Would we be comfortable with this idea? Would the children who are performing under the top 30 pe cent then receive the support that they need?

5. It is worth noting that a zone-based approach does not make much sense for secondary schools given that the schools are not really correlated to the population areas. In other words, there will always be children who have to travel to school.

How do we choose these children? How do we allocate them to schools?

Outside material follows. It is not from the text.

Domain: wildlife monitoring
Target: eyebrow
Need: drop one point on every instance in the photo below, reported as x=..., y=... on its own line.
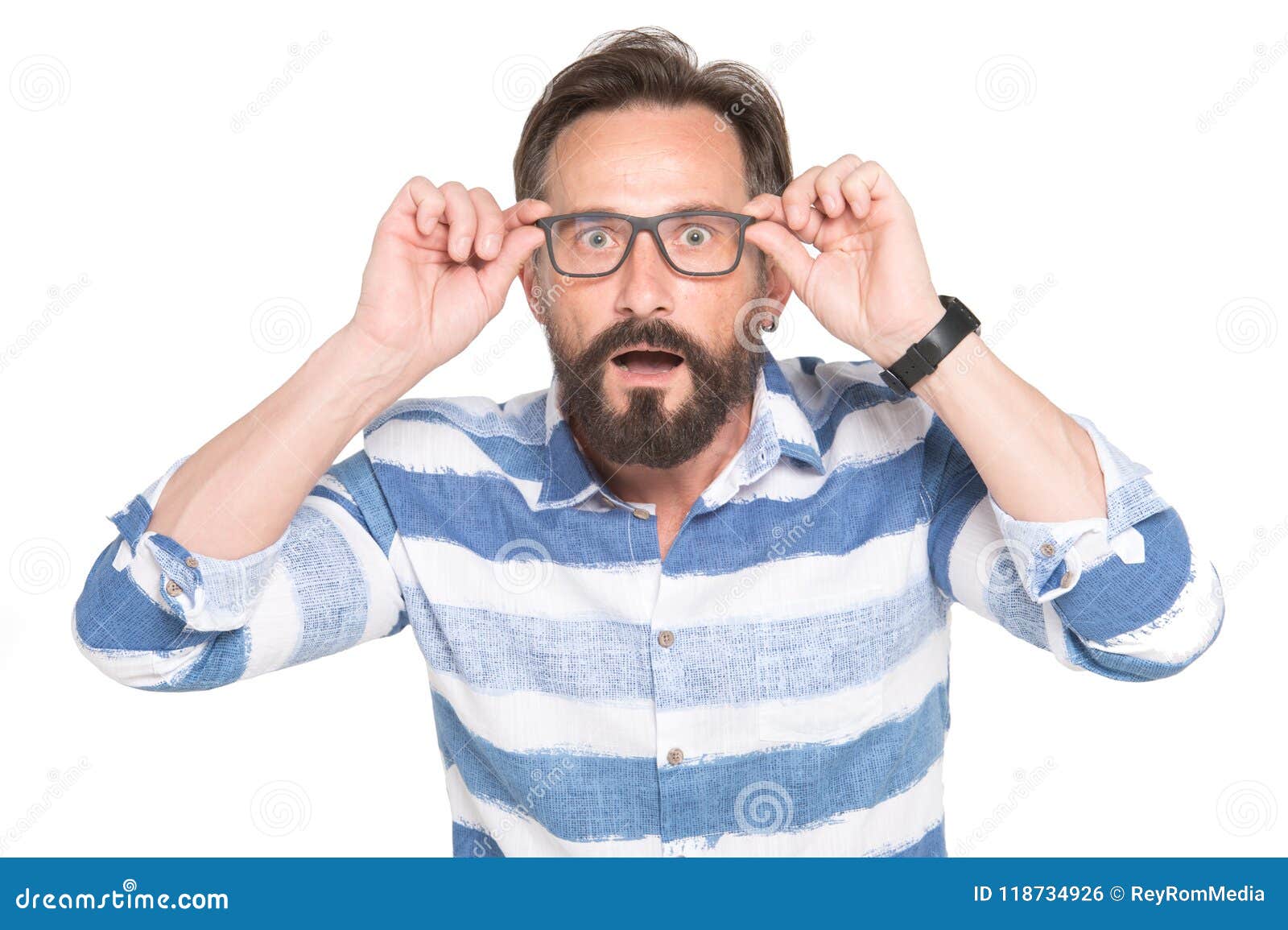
x=689, y=205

Our present system of partial zoning is not ideal because parents cannot choose the school that is most convenient for their work/extended family but are restricted to the zones in which they live.

It is also worth noting that our method of allocation for primary schools is not ideal either: the small rural schools, which pull from their districts, significantly underperform the overcrowded urban schools which take children from all over. (At least such was the case in the last publicly
available report, 14 years ago in 2007.)

6. There are a lot of changes to be made: we need more social and psychological support for our primary and secondary children, we need more educational support for those who are left behind as early as Infants A, we need to heed the calls of the unions in relation to the management of teachers, we need to get rid of political and incompetent boards, we need more transparency about the system’s results.

Although the focus of this letter has been on the 11 Plus, it is clear that the whole system needs to be revamped. I suggest that the best time to do so is now, while we are already disrupted.

All children can learn. Some will run past the post and some will walk. But right now 67 per cent of our children do not reach the finish line at all (compared with 18 per cent in the UK). And our children deserve better than this.